A SOMBRA
... o seu ser era pelo dia atravessando o crepúsculo até que as luzes ainda se manifestassem. No início era dócil e com isso se contentava. Acompanhava sozinha, sem nenhum protesto, humilde, todo seu destino. Caminhar junto foi para ela uma primeira descoberta e surpresa. Seguia e seguia, fosse onde fosse. E com isso se acomodou. Parava, ela parava. Corria, ela corria. Descobrir foi um alivio e finalmente um prazer. Com isso se contentou por muito tempo. Então percebeu que o plural também existia. Chegou a contar o número de companheiras que com ela seguiam. Iam, ia; vinham, vinha... Mas aos poucos em seus instintos ocultos, descobriu que sozinha era mais prazeroso. Mais libertador até certo ponto. Viciou-se. Subir e descer também a interessou. Eram fascinantes correrias, e ela perdia o fôlego nestas sensações. Mas era somente uma sensação. Até que um dia deu um passo maior.
Descobriu que poderia desejar. E um dia, desejou não ir. Ficar simplesmente. Quase conseguiu. Seu dono impôs castigo severo. Depois de muita reação
tornou-se dócil novamente. Mas descobriu o caminho. E sonhou quanto pode uma sombra sonhar, que queria mais. E mais, e mais.
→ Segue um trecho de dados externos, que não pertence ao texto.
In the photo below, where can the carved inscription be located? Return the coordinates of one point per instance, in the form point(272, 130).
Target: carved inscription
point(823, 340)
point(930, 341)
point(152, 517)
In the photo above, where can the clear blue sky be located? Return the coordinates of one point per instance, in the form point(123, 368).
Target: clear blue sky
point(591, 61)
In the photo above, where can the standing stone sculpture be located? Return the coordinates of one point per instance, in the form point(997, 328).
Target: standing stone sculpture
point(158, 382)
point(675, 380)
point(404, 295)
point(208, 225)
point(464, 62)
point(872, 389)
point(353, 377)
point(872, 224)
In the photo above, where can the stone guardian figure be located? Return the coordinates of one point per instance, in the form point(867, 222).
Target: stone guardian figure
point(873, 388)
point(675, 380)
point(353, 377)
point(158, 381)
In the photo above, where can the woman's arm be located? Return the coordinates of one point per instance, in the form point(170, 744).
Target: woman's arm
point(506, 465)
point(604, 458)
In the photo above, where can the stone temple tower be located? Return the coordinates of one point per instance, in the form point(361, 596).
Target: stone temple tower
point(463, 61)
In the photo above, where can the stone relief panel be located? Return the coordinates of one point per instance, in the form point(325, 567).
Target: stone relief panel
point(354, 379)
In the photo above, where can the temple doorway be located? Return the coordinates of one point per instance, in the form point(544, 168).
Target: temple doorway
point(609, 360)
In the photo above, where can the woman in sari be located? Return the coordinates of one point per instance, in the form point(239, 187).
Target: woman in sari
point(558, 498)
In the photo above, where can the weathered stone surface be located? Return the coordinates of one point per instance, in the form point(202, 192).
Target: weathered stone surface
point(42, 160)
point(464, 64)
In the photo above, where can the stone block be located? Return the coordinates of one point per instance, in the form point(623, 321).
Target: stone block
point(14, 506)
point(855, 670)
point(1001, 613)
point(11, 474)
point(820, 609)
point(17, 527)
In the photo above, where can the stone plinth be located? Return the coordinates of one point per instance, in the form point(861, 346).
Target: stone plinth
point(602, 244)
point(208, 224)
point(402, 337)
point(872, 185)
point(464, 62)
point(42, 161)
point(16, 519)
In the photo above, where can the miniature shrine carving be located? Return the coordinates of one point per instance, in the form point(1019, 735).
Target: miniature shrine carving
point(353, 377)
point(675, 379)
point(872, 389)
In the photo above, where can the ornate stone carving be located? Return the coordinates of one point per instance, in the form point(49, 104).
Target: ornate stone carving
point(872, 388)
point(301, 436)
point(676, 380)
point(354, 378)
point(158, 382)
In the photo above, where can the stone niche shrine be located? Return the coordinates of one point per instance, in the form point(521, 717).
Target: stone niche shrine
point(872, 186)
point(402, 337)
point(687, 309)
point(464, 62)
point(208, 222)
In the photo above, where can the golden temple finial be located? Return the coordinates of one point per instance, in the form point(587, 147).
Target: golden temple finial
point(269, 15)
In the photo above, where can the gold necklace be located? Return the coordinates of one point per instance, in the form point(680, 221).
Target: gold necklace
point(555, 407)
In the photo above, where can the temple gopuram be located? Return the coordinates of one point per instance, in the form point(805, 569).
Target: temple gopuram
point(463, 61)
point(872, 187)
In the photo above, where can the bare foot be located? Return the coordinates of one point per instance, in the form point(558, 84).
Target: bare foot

Dentro dessa nova perspectiva, arquitetou sonhos impossíveis de sensações intensas para uma sombra. Arquitetou tempo e tempos. Quando menos se esperava, ela saia em desabalada correria afirmando sua independência. Em um embate sem precedentes, quase ganhou. Seu dono reagiu prontamente, de uma maneira eficaz e surpreendente. Ela ficou insegura entre fuga e simples mobilidade.Nada conseguiu. Seguiu seu destino. Algum tempo se passou. Mas como já dominava a liberdade, para ela não havia retorno. Muitos dias nebulosos haviam se passado em sofrimento. Na sala, naquela noite, treinou, passeou arquejante, mas convicta. Iria agora se arriscar de forma sem volta. Ela necessitava de mais. Então como uma melodia no ar, sem início ou término, resolveu num embate mortal que seria sim, independente. Tomou coragem. E naquela sala, na meia-claridade de final de dia ela se arriscou. Mas seu dono percebeu a tempo e apagou a luz.